Не зря он подчеркивал. На первых допросах я отмахивался от текста: эмоции, нервное возбуждение, минутное настроение, бред, не хочу обсуждать. Открещивался в надежде выйти из-под стражи. А следователь вовсю раздавал эту надежду, ему того и надо было. Доигрался в кошки-мышки. Теперь будут носом тыкать: сам-де говорил. Стыдно.
— Ваш рассказ «Встречи», — продолжает Швейский, — прямо скажу, мне не понравился.

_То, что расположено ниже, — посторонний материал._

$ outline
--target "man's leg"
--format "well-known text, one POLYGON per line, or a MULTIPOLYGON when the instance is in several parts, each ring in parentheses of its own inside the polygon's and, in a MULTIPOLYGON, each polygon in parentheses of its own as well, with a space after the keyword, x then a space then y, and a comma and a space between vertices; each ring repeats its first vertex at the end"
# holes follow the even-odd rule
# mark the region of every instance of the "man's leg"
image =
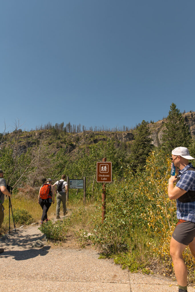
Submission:
POLYGON ((190 250, 191 254, 195 258, 195 237, 194 237, 191 242, 188 245, 189 248, 190 250))
POLYGON ((0 228, 1 227, 2 223, 4 221, 4 206, 1 204, 0 205, 0 228))
POLYGON ((66 212, 66 193, 63 192, 62 194, 62 206, 63 206, 64 215, 65 215, 66 212))
POLYGON ((170 254, 172 258, 177 284, 183 287, 187 286, 187 270, 182 254, 187 245, 180 243, 172 237, 170 244, 170 254))
POLYGON ((60 203, 61 201, 61 195, 58 193, 56 196, 56 218, 60 218, 60 203))

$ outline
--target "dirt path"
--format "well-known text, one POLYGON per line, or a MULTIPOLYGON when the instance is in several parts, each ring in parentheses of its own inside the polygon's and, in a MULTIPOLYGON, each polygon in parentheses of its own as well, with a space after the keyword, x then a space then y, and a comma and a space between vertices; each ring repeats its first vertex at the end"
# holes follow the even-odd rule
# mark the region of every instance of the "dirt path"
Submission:
POLYGON ((48 244, 38 227, 19 228, 1 240, 0 247, 5 250, 0 254, 1 292, 178 291, 175 282, 132 274, 112 260, 99 259, 97 250, 48 244), (44 246, 32 247, 39 239, 44 246))

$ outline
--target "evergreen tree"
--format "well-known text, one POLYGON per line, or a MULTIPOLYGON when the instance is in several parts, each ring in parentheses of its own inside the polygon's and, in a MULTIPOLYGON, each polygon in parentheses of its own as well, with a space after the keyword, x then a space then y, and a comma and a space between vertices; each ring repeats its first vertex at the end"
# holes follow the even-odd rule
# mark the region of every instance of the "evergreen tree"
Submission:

Но ведь это личное мнение, не так ли? Оно не может служить критерием оценки художественного произведения.
Он рассказал об одной нашумевшей повести, опубликованной в 53-х годах в «Новом мире», которая вызвала бурные нападки критиков, обвинивших автора в безнравственности и натурализме.
— Прошло несколько лет, и подобные вещи стали восприниматься совершенно спокойно, что значит мода! Сейчас даже не верится, что та повесть могла вызвать бурю. Более того, потом ее стали хвалить. Я это к тому говорю, что мнение рецензента вовсе не означает истину в последней инстанции. Я буду настаивать на комиссионной экспертизе, не возражаете?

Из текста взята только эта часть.